Fernando Alonso whose career at 345 Grand Prix starts, since his debut in 2001, says Formula 1 has not changed and remains too predictable but insists he remains as fast as ever.
While F1 fans gave been treated by fascinating duels albeit very different duels between Lewis Hamilton and Max Verstappen last year, and this year the Red Bull ace is up against a resurgent Ferrari. Races Ferrari should have won they did not, and vice versa as Red Bull also slipped on the reliability side.
Despite this F1’s oldest driver, 40-year-old Alonso is not that impressed, and said of the season at the halfway point: “It’s so-so. Unfortunately, Formula 1 is still very predictable.
“It’s all about Red Bull and Ferrari. Only Max Verstappen, Charles Leclerc, Carlos Sainz and Sergio Perez can win. I don’t know any other sport where it goes like this.”
Apart from his 32 F1 victories and two World Titles (2005 and 2006) Alonso is also a World Endurance Championship (WEC) and a double Le Mans 24-hour winner with Toyota Gazoo Racing; whenever they start a race they tend to always win at endurance level.
Discussing the 2022 season, the second of his comeback, and now ahead of the French Grand Prix next weekend is at the exact halfway mark of 11-races of a 22-round season.
Measured against his 25-year-old teammate Esteban Ocon, the score is 52 points to the Frenchman and and 29 for the veteran Spaniard who summed up: “I’m quite happy with this season.
“We are quite competitive, but we made a few mistakes and had a lot of bad luck, like at the start of the [Austria GP] sprint race. The car is not reliable enough.

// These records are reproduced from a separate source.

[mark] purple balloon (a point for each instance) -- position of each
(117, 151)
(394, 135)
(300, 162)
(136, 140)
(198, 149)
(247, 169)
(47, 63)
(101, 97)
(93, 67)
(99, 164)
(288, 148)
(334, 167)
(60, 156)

As a result, we harvested too little. Still, it’s going in the right direction.
“We took a big step at the last race in England due to major updates. Red Bull Racing and Ferrari are still a size too big, but the gap has become a lot smaller. We are still losing ground in slow corners. There are areas for improvement. ”
One of Alonso’s big motivators, last year as he got back into F1 life, was that this year’s all-new cars, the budget cap and other rules introduced would level the playing field. And indeed Verstappen and his main title foe Charles Leclerc have already mesmirised us with some of the their duels.
Racing has been much closer, with battles involving several cars swapping paces with ease; while at the front, already
Fernando’s verdict: “The GPs have become more fun and with these cars you can fight better. Still, I think it’s too boring, but it’s also part of F1. There will always be teams that are faster than others.
“The final phase at Silverstone was sensational, but that was mainly because the safety car collapsed the field. Suddenly I was an eyewitness and I had a view of the leaders, but there was also a downside. Halfway through the race I was sixth in no man’s land. Not very exciting.
I miss the fierce podium duels
“Of course it feels great when I can excel for a while, like in Canada when I started in the front row next to Max. That’s nice about this season. I can show things that people don’t anymore expect of me. That has always been my strength and it makes me proud. It’s what drives me: to be a better driver than in 2021.”
Alonso looks destined to stay in F1 until the end of 2023 at least, and of course he has a plan: “I want us to start designing that car soon. That’s a dilemma. You want to build a new one, but also improve the current one.
“Play chess on two boards. I think we can do that. There is really an opportunity now all teams have to work with the same maximum budget. It’s up to me and Alpine to make it happen.”
While his career is set to end, Carlos Sainz is flying the Spanish flag, finally as a potential winner; Alonso said of his fellow countryman: “A first win like this is important because it takes a load off your shoulders. You always have sky-high expectations, especially when you’re in a Ferrari like Carlos.
“The pressure is unprecedented; I’ve experienced it myself. All of Maranello wants a win from you. And the longer such a victory takes, the harder it gets.” I’m happy for Carlos and knew he had it in him. It was only a matter of time. When you’re in one of the best cars, wins come naturally. Silverstone won’t be Sainz’s last win of 2022.”
You also race against yourself in this sport
The veteran is also looking out for future talent through his various motorsport projects: “I help young racing drivers and have set up karting training because I want to give something back to the sport that has given me so much.
“We have brought Formula 2 driver Clément Novalak to MP. We are considering bringing more guys into F3 and F4. I spend a lot of time with my management helping talents get started.
“They can benefit from my experience and connections and I like that. My whole life revolves around motorsport. It might be the only thing I’m good at…”
Good enough to keep young talent such as Oscar Piastri out of a drive?
Alonso thinks not: “I see that differently. Motorsport revolves around the stopwatch. The key question is: are you still fast enough and can you achieve it?
“If you are slow and perform poorly, then you block the way for up-and-coming talents. Then you have to make way. I’m still fast. It’s other drivers who lock the door to fresh blood,” insisted Alonso.